Thursday, April 3, 2014
Lonesome George is the last known living individual of the Pinta Island Tortoise, which is a subspecies of Galápagos tortoise, native to the Galápagos Islands. He is regarded as the rarest creature in the world. George has become an international symbol of survival and is an important leader in the animal conservation effort. He is estimated to be 60-90 years old and is currently in good health. George was named after the 1950s American comedian George Gobel. On December 1, 1971, he was recovered from the Island of Pinta by the American malacologist Joseph Vagvolgyi.
One of a Kind
During the 20th century, Pinta Island’s vegetation was devastated by the introduction of feral goats. The indigenous tortoise population (Geochelone nigra abingdoni) was reduced to a single identifiable individual, George. After his recovery, George was penned with two females of a different subspecies. Many attempts to produce an offspring have been made, but so far no babies have been hatched. The effort to exterminate goats from Pinta Island is complete and the vegetation on the island is starting to return to its former state. Recent discoveries made on the neighboring Isabela Island have revealed a species of tortoise that is a mixed race of Pinta ancestry.

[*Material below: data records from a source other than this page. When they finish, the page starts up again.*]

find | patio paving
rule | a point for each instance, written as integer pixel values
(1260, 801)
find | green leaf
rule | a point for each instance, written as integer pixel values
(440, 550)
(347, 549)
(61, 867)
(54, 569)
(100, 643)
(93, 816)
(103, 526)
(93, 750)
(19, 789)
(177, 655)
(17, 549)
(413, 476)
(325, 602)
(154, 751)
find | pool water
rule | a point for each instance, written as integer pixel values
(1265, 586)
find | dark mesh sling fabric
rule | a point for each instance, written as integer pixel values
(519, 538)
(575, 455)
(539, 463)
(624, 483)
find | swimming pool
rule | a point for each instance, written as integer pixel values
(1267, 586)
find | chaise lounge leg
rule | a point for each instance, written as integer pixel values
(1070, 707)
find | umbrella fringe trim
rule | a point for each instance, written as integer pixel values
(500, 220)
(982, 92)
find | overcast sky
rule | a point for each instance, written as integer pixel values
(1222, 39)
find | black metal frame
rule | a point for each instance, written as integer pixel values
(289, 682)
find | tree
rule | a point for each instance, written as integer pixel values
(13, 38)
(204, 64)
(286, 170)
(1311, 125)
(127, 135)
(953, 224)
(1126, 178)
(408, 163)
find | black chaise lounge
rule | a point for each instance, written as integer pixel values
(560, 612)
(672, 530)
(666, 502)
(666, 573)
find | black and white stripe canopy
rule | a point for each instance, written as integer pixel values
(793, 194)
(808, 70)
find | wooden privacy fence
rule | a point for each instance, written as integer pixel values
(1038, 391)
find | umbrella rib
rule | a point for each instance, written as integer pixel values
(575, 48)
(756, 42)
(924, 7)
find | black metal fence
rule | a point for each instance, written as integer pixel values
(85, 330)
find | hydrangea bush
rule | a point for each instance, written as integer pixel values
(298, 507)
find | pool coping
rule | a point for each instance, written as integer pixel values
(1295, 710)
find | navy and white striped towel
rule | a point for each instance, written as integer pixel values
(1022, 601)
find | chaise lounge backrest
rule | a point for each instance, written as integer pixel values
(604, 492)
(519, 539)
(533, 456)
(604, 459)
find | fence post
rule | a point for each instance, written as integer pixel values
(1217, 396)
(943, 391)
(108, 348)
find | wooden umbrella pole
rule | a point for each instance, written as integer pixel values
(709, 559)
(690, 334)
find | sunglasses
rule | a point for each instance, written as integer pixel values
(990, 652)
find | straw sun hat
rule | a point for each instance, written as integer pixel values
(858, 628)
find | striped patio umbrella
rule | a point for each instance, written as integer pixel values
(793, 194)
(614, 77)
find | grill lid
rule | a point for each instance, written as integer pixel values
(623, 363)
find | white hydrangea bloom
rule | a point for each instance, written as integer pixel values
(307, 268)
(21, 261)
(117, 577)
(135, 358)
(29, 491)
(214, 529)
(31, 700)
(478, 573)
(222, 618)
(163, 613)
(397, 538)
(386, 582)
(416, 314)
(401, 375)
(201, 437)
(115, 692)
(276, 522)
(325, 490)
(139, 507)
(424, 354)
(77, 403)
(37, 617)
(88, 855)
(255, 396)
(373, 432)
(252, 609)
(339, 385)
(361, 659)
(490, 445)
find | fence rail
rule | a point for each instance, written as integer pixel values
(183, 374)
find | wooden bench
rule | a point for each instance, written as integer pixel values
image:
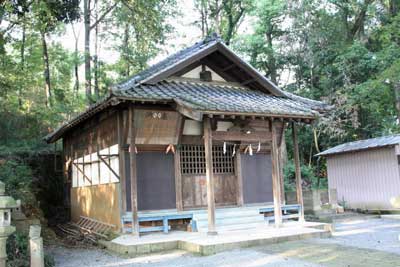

This suggests the presence of at least one Pinta tortoise near Wolf Volcano on Isabela Island. More research needs to be conducted in order to identify this tortoise among the 2,000 living on Isabela. Another possible pure breed Pinta Island Tortoise candidate named Tony lives in the Prague zoo. Peter Pritchard, one of the world’s foremost authorities on Galápagos tortoises has found the shell on Tony to be extremely similar to that of George and the Pinta shell specimens. To date, the official classification of Tony has not been released by the scientific world. There is currently a reward of $10,000 for the discovery of a female Pinta Island Tortoise.